Here’s the deal: Since I can’t hear him crying from my bedroom, I set my alarm every 3 hours, at 3am and 6am so I can check on him and make sure he can go outside and do his business. However, he won’t do it. He looks very sleepy and prefers to sleep over anything else. So pretty much he holds it all in all night until 8 am when we’re all awake. Is this something I should worry about? I know that usually dogs can hold it for the months they’re old. He’s almost 3 months old; he should only be able to hold it for 3 hours, not 8.  
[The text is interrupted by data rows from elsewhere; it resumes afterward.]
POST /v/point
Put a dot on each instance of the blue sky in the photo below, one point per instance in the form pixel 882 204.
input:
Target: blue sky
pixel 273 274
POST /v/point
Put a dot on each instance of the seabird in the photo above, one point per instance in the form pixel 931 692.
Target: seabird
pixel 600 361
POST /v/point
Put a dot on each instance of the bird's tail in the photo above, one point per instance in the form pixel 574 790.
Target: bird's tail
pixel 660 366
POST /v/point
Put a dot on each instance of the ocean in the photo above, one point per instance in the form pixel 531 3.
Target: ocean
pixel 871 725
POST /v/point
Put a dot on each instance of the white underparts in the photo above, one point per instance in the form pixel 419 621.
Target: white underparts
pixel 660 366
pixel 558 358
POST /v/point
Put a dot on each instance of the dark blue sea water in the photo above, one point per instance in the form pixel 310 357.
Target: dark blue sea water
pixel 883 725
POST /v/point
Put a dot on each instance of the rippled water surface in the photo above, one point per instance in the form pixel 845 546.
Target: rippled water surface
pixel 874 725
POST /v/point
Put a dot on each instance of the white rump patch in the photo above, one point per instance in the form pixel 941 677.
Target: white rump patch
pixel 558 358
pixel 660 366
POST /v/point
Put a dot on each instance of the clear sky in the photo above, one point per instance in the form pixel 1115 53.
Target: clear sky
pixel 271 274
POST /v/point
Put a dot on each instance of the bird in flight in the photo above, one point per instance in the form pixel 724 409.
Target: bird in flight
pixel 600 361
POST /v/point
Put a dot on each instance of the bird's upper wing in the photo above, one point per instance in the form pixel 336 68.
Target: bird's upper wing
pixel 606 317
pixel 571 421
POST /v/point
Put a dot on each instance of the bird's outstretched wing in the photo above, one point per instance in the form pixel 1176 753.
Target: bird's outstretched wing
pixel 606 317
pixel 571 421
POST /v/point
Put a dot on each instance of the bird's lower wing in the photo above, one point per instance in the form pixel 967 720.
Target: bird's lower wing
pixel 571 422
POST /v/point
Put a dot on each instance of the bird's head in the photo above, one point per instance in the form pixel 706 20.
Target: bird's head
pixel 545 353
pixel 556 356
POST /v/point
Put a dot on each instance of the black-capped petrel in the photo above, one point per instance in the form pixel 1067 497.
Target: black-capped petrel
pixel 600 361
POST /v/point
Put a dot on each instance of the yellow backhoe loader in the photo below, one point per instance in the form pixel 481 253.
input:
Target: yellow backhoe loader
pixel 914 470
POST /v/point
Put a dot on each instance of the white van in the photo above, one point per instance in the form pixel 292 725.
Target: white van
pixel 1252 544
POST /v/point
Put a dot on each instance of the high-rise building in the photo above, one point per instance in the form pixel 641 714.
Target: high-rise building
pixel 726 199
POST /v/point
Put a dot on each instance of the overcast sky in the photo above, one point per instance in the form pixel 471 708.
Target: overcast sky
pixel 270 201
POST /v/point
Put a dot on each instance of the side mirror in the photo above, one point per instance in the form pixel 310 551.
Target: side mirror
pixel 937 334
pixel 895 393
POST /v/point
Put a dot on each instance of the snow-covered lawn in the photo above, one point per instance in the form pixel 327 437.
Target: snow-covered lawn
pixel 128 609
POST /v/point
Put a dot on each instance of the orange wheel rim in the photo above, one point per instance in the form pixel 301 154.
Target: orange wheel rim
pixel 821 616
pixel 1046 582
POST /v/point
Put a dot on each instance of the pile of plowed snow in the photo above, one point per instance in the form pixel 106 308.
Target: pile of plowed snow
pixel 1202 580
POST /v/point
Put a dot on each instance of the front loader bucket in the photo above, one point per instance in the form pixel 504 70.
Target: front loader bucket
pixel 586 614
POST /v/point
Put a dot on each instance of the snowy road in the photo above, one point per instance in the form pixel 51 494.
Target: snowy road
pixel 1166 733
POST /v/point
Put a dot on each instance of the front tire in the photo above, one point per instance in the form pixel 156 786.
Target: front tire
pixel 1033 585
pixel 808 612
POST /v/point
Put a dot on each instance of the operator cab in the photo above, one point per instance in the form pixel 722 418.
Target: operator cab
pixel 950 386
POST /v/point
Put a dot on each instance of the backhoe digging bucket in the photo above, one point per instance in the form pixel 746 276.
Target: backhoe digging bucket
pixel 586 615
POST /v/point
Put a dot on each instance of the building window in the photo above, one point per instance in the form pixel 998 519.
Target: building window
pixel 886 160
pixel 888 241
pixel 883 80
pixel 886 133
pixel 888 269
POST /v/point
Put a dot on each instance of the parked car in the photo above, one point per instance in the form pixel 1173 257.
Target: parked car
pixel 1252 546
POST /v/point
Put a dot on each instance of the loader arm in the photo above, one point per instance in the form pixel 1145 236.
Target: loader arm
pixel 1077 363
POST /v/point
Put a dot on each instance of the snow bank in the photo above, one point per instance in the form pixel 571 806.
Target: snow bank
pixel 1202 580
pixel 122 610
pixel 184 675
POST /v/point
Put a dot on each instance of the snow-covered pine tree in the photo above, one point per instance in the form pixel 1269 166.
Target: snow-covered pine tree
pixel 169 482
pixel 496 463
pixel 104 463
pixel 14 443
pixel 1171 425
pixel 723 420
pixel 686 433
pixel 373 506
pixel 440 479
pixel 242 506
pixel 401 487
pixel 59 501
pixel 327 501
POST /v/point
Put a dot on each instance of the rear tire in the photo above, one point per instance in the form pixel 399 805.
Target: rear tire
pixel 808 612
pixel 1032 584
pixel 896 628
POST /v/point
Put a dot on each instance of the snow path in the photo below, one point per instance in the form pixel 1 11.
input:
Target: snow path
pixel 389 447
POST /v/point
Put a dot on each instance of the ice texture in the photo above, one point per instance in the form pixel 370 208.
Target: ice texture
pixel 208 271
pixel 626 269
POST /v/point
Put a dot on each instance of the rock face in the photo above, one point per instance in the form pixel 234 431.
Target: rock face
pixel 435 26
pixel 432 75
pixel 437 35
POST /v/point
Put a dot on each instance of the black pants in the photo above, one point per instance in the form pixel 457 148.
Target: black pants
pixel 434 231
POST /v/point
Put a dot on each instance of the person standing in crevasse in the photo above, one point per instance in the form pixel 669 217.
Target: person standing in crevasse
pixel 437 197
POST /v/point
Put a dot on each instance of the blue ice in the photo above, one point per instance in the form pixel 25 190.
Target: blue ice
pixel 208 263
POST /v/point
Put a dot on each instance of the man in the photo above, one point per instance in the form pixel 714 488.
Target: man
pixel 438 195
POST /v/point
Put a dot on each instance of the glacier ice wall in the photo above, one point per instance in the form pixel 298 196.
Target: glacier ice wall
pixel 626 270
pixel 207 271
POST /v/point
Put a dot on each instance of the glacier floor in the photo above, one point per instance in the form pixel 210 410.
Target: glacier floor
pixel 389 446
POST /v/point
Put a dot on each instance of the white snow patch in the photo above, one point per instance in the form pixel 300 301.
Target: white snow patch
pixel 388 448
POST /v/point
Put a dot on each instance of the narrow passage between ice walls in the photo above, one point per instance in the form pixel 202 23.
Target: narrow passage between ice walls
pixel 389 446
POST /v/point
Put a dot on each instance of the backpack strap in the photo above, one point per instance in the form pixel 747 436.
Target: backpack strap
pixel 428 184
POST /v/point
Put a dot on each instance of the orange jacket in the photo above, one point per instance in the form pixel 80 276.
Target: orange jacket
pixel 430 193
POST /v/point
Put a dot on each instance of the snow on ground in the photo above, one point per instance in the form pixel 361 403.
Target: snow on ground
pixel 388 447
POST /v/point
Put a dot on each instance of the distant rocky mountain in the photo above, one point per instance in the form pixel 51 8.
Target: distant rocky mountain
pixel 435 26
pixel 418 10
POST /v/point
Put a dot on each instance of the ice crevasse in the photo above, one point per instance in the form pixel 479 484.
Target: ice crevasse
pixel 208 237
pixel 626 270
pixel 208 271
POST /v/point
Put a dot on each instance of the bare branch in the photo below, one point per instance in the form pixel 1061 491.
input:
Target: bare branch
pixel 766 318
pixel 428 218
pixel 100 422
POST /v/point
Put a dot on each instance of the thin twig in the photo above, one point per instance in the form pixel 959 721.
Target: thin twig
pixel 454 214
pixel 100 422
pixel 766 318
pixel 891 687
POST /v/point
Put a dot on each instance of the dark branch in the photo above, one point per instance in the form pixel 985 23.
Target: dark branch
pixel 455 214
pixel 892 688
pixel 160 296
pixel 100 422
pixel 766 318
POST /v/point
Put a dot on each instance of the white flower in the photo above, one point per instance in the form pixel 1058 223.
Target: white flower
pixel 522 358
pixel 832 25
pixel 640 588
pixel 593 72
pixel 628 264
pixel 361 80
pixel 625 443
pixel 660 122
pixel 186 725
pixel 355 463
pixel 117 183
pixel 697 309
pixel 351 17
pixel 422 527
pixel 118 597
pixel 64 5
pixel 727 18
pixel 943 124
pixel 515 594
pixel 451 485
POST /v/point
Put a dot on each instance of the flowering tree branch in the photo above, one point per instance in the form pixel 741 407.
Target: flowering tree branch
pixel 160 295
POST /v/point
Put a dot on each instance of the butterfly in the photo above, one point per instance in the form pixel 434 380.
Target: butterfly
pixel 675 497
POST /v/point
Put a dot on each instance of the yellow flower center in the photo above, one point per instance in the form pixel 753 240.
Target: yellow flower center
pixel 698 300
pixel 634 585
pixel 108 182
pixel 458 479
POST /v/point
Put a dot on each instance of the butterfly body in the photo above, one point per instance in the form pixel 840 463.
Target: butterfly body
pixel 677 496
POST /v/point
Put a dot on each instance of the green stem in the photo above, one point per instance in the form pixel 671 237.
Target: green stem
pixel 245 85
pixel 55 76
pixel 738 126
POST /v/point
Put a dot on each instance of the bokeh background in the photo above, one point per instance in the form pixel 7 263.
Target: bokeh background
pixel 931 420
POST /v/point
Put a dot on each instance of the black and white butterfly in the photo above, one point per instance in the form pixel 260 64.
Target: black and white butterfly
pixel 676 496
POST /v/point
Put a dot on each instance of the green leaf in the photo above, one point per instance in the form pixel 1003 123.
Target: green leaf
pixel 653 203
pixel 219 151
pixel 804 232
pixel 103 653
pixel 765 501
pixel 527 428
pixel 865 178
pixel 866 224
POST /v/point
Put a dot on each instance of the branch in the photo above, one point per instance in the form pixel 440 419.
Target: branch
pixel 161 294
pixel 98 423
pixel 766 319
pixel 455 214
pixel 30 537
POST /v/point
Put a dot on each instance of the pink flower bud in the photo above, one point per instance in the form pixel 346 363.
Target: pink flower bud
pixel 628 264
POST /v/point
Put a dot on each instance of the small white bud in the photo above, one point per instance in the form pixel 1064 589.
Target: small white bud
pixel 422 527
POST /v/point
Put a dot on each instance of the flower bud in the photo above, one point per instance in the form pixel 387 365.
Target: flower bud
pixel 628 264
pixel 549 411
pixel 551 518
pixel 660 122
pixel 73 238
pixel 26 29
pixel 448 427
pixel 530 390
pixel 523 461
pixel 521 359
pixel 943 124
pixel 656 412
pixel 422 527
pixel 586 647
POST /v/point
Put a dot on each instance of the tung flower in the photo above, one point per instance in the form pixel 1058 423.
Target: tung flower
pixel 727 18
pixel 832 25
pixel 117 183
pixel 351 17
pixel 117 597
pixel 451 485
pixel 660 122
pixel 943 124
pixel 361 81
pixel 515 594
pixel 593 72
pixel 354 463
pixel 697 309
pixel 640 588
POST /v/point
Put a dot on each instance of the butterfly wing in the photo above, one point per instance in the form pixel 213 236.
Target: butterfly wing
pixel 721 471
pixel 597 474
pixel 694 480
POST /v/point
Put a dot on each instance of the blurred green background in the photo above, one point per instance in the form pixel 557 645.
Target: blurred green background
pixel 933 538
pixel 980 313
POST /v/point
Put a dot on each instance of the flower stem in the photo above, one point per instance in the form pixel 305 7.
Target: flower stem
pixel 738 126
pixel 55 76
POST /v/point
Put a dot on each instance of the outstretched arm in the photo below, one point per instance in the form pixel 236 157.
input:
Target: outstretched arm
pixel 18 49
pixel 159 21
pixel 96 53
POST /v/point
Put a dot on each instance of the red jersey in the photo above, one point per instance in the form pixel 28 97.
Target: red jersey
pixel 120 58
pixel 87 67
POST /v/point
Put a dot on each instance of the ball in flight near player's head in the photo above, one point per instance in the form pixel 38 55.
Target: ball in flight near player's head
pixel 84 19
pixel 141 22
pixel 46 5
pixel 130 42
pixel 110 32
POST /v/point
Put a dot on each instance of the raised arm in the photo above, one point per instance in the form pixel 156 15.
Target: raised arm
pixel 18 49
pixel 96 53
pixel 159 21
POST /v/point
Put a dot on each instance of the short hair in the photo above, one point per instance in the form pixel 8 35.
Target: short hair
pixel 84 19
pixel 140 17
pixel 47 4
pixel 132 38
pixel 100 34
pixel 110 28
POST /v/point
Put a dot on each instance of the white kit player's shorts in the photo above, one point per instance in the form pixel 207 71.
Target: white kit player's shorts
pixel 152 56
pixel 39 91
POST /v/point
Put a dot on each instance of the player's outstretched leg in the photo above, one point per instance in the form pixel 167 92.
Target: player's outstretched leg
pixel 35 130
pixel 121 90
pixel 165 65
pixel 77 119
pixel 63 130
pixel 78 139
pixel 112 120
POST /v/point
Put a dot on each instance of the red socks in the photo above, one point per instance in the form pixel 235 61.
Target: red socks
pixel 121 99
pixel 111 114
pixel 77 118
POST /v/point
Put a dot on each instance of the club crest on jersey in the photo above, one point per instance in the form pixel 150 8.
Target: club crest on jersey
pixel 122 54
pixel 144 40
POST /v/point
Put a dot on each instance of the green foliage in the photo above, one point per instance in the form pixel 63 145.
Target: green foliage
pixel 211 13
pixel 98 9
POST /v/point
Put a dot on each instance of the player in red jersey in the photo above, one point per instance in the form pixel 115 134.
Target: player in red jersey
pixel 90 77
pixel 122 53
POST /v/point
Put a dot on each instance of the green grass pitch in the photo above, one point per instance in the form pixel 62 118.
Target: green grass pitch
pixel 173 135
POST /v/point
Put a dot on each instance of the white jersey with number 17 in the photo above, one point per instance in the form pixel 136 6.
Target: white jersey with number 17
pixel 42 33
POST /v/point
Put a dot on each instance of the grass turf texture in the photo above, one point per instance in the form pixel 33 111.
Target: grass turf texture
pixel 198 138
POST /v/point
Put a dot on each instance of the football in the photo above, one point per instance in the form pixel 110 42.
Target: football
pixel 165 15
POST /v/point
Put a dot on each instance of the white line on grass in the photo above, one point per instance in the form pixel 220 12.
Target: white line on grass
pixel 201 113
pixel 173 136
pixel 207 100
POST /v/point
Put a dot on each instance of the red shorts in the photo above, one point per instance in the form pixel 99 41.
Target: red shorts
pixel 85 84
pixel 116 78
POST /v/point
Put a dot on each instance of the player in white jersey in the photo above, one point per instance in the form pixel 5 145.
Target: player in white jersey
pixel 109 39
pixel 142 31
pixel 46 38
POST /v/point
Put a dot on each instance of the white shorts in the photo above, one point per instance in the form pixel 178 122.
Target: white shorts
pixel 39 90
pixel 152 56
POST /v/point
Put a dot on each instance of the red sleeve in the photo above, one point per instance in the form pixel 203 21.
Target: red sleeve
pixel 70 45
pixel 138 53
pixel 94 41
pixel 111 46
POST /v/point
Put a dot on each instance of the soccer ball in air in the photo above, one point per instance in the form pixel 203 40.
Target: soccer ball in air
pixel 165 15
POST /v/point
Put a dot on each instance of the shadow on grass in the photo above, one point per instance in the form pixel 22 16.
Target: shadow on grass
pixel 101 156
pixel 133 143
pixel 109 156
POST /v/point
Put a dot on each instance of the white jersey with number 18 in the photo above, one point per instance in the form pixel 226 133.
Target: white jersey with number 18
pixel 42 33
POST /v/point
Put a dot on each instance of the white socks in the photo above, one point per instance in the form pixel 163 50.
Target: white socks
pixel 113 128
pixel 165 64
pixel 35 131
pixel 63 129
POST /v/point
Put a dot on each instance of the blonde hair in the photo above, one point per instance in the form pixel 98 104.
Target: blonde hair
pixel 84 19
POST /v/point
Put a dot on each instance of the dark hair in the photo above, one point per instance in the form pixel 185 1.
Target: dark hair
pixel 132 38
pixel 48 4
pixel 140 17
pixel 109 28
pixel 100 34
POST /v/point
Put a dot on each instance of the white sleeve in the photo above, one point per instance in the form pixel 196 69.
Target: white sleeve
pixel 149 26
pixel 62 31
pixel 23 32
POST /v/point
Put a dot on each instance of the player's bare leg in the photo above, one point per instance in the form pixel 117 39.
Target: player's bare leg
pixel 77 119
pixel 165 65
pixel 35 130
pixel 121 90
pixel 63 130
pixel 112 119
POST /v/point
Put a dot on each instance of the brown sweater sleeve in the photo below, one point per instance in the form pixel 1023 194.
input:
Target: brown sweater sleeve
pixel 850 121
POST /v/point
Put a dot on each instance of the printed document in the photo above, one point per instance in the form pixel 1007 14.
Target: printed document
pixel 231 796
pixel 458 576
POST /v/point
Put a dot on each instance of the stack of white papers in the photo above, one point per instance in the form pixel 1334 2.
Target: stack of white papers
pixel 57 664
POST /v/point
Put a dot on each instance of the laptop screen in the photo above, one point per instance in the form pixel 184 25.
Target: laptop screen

Hey, I am not complaining hehe, but I guess we’re just paranoid, we want the best for him and wouldn’t want this to be a (physical) problem later on. 

Thanks


----------



## HollowHeaven (Feb 5, 2012)

*Re: Aussie Puppy – Sleeps through the night without peeing/pooping. Is it OK?*

Call it a blessing.

Some can, some can't. Yours can. Enjoy that sleep!


----------



## jennneuman (Jul 7, 2013)

*Re: Aussie Puppy – Sleeps through the night without peeing/pooping. Is it OK?*

My mini American is three months old and can go from 11pm to 6 am in his crate and he is in our bedroom so I would hear him if he fussed.


----------



## Abbylynn (Jul 7, 2011)

*Re: Aussie Puppy – Sleeps through the night without peeing/pooping. Is it OK?*

Leah Lu was able to go from about 11pm until 6am at 9 weeks old. It is a blessing!


----------



## filippo (Aug 17, 2013)

*Re: Aussie Puppy – Sleeps through the night without peeing/pooping. Is it OK?*

ok then it is a blessing!  i'll take that eheh 

here's a quick video of him trying to eat a book under my bed; he won't be doing it for long though


----------



## Abbylynn (Jul 7, 2011)

*Re: Aussie Puppy – Sleeps through the night without peeing/pooping. Is it OK?*



filippo said:


> ok then it is a blessing!  i'll take that eheh
> 
> here's a quick video of him trying to eat a book under my bed; he won't be doing it for long though


Lol! How familiar is that!?


----------



## filippo (Aug 17, 2013)

*Re: Aussie Puppy – Sleeps through the night without peeing/pooping. Is it OK?*

 if they could only speak!


----------



## Mikeincalgary (Jun 14, 2013)

*Re: Aussie Puppy – Sleeps through the night without peeing/pooping. Is it OK?*

We got lucky with our Aussie as well. Got ours at 9 weeks, slept through the night day one. The crate took a few days.


----------



## filippo (Aug 17, 2013)

*Re: Aussie Puppy – Sleeps through the night without peeing/pooping. Is it OK?*

day 1, wow. has he changed since then? perhaps he's acting this way because it's a new home... no no no, it's just a blessing, he'll never change!


----------



## OpieDoodle (Aug 17, 2013)

*Re: Aussie Puppy – Sleeps through the night without peeing/pooping. Is it OK?*

My husky puppy was the same way. He could hold it all night. If he did need to get up to go out he'd cry and wake me up. It only happened 3-4 times ever tho, but he was very good about going potty outside.


----------



## Spirit_of_Cotons (Jun 21, 2009)

*Re: Aussie Puppy – Sleeps through the night without peeing/pooping. Is it OK?*

I am so jealous! It took forever to house train our dog. Then we sent him off to be trained and thankfully he aced it then. Maybe I was doing something wrong. *shrugs*


----------



## Kyndall54 (Apr 26, 2013)

*Re: Aussie Puppy – Sleeps through the night without peeing/pooping. Is it OK?*

Be thankful for your sleep! I was a zombie the first couple weeks we got Ammy. She wouldn't sleep more than 3-4 hours during the night.


----------



## Damon'sMom (Aug 2, 2011)

*Re: Aussie Puppy – Sleeps through the night without peeing/pooping. Is it OK?*

Like others have said it is a blessing!  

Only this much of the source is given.